While I would not argue with the skill of the author, I would apply the Pollack Principle to this novel.  It is almost that if you don’t understand it, it must be great and a following ensues.  Meanwhile, I wonder if the artist isn’t laughing at us. 

This strange little man has no great qualities except to spout back at Lauren memorized conversations from the past.  I feel it is similar to meeting someone who smiles knowingly, says little, and is branded deep and mysterious when in fact he may be a complete idiot.  Hey, even she calls him a geek and a "little creep".

However, if it turns out that this man is either a figment of Lauren’s imagination, a projection of her thoughts, it might be a fascinating look at the way we handle grief and guilt.  But I see no beauty here, at least at what comes from him, and I see no reason to extract a deep meaning about time and existence just because he suddenly showed up without knowing or revealing a past or having any thoughts of the future.  It is what she is interpreting from this visit, what Lauren is trying to justify or resolve that is of more importance.
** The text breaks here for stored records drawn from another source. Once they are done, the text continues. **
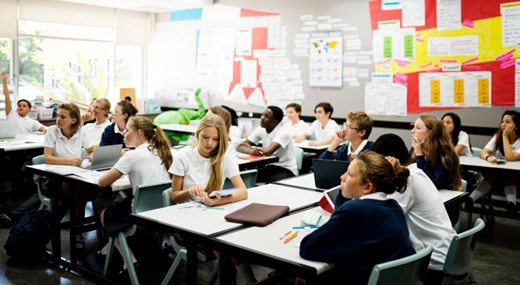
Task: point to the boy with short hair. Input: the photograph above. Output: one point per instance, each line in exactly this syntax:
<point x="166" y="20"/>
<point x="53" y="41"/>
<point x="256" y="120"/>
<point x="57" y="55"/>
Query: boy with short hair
<point x="356" y="131"/>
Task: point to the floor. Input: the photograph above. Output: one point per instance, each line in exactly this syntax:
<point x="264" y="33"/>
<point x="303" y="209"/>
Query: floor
<point x="496" y="260"/>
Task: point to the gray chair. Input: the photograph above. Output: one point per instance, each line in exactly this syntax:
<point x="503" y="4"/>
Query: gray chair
<point x="457" y="266"/>
<point x="46" y="202"/>
<point x="182" y="253"/>
<point x="146" y="197"/>
<point x="407" y="270"/>
<point x="248" y="176"/>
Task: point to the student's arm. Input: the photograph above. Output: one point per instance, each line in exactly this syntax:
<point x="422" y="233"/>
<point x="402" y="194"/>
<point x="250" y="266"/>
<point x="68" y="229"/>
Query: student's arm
<point x="180" y="195"/>
<point x="50" y="158"/>
<point x="8" y="103"/>
<point x="238" y="196"/>
<point x="508" y="151"/>
<point x="109" y="177"/>
<point x="247" y="147"/>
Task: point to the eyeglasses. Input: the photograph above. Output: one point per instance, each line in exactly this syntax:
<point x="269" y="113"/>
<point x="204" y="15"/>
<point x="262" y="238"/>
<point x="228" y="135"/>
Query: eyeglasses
<point x="349" y="127"/>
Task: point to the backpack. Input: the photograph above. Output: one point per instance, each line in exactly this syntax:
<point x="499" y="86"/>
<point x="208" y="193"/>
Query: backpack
<point x="28" y="238"/>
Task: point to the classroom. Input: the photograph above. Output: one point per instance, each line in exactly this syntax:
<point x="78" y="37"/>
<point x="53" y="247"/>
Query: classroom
<point x="400" y="62"/>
And to quote from the above, "ageless man" — the dictionary definition is "never growing old."  We only have him for a brief time, what a couple weeks?  Does that prove agelessness?

And this, "a man with uncanny knowledge of her own life" — Well DeLillo has already given us the concrete possibility that much of what this man says is either taken from what the dead Rey had previously recorded on a tape recorder, or what Lauren herself has said.  Perhaps DeLillo is allowing us our own choice of taking the hard line of fact or suspension of belief.  Maybe that’s just as telling of the reader, and tells us more about ourselves than this strange little man.

Or maybe I’m just grumpy now that I’m officially a year older today.